Research & Reviews: A Journal of Toxicology

Since the 19th century, industrial development has increased exposure to mutagens and possible carcinogens. In order to avoid these health risks, several techniques have been developed to recognize genotoxins. In the 1970s, Dr. Bruce Ames and colleagues, studying the histidine operon of Salmonella typhimurium, observed that histidine (−) auxotroph mutants were reverted to histidine (+) upon exposure to a mutagen. The researchers further observed that known carcinogens were mutagenic to S. typhimurium strains. The Ames test has since been employed as a first step in evaluating genotoxic risk. The Ames method has been accepted by several international organizations including the IARC (International Agency of Cancer Research), EPA (Environmental Protection Agency), FDA (Food and Drug Administration), IVGT (In Vitro Genetic Toxicity Testing Project), REAC (European Union Legislation, Registration, Evaluation, Authorization and Restriction of Chemicals), and the Japanese Ministry of Health and Welfare (MHW). Occasionally, research of new products is suspended upon a positive Ames test result. The Ames test has also been improved to evaluate DNA repair mechanisms using S. typhimurium uvrB + /uvrB− strains. Additionally, researchers have genetically modified these strains to investigate metabolic mechanisms that convert pre-mutagens to active mutagens. The Ames test has also been useful for studying alternatives to reduce genotoxic risk.

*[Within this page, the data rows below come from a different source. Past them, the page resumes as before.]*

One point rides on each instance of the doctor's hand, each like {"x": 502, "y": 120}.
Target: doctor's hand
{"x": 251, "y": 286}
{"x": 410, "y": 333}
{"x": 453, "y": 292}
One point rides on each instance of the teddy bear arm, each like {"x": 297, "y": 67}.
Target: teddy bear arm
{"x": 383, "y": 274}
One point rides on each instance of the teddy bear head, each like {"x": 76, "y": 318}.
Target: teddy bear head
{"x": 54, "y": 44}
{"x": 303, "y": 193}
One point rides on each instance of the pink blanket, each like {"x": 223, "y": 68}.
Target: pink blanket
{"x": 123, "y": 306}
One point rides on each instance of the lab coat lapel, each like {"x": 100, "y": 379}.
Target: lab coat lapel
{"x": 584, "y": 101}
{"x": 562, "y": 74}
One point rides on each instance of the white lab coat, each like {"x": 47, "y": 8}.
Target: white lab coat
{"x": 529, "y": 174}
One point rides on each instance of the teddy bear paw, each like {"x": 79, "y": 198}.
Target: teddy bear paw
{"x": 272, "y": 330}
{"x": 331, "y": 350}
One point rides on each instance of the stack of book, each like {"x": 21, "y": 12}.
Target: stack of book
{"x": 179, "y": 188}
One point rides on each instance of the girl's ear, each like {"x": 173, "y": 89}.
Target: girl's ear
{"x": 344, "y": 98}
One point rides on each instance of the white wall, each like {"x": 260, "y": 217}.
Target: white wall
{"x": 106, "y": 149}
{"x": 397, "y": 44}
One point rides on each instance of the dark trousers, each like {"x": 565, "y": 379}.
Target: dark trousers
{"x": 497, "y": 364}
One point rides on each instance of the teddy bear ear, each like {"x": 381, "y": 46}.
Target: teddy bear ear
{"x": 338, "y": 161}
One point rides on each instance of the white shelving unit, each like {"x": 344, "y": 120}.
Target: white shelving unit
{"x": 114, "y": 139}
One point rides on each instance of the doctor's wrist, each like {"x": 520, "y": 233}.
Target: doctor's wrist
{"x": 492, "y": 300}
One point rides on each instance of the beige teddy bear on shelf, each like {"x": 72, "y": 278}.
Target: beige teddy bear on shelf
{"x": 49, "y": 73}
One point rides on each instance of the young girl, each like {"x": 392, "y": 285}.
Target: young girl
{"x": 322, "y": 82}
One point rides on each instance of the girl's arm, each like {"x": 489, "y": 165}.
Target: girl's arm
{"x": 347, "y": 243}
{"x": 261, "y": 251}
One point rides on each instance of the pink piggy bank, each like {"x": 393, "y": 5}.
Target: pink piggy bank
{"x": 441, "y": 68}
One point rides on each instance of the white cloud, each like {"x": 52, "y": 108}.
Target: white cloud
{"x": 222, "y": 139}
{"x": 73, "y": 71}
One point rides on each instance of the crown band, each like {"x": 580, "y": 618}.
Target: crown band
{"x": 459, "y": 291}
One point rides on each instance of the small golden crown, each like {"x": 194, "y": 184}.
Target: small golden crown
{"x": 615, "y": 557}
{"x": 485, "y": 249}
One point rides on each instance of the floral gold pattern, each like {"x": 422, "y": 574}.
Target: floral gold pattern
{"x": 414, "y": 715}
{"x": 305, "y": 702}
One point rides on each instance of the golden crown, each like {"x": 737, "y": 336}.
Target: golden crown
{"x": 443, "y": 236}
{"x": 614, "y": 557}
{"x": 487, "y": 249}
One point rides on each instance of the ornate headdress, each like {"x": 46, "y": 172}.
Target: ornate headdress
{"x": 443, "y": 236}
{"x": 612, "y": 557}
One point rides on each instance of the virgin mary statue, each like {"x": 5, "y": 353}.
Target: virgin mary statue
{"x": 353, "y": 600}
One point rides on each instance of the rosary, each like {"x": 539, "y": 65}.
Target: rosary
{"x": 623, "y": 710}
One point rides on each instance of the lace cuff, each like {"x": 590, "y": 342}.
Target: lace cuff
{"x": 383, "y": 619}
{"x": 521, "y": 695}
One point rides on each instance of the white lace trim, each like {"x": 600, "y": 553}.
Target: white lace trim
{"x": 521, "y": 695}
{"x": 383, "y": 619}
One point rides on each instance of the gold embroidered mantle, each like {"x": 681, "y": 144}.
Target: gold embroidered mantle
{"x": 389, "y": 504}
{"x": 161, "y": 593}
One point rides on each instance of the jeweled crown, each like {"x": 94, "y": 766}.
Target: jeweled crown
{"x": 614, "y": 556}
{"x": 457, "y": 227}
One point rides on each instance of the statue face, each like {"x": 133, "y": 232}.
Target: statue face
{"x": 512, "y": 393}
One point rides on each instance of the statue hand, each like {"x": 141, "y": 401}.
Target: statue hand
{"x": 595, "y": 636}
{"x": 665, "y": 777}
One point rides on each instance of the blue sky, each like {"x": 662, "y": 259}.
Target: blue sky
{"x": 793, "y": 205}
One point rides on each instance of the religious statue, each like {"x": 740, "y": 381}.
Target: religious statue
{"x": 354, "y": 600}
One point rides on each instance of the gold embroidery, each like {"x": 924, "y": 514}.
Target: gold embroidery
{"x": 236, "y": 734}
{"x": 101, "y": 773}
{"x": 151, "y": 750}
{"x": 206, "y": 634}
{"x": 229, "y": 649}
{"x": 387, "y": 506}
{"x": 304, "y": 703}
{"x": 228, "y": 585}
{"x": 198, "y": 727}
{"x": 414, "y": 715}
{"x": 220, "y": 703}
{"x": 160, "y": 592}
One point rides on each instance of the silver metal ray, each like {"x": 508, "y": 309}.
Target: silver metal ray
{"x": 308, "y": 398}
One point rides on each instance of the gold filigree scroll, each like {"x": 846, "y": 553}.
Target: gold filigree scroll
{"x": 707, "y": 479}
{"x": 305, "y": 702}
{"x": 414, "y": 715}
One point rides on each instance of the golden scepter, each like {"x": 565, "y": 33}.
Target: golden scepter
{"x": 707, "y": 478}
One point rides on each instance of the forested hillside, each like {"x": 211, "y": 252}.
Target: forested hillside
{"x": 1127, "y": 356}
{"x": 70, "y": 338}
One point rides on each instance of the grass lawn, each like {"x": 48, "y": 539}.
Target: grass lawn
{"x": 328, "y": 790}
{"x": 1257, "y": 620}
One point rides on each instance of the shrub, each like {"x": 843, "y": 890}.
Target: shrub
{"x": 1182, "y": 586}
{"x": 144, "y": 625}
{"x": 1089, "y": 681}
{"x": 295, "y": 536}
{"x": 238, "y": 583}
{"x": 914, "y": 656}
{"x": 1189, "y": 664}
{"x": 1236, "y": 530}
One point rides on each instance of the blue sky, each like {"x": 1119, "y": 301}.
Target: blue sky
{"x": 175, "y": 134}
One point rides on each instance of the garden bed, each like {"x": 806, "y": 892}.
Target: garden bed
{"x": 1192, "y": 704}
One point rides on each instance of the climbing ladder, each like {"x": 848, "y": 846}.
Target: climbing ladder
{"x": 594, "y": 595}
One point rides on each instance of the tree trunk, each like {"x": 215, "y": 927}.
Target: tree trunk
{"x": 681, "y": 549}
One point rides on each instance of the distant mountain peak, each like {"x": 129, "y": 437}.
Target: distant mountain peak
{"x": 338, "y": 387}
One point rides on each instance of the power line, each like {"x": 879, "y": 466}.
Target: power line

It is widely employed for antimutagenic evaluation and elucidation of their mechanisms of action. Knowledge on antimutagens is important to reduce mutagenic risk of genotoxic compounds which cannot be avoided, such as therapeutic drugs. A major pitfall of the Ames test is the correlation of data obtained from prokaryotic cells and eukaryotic cells. The aim of this review is to analyze the advantages of the Ames test as a method for studying several aspects of genetic toxicology.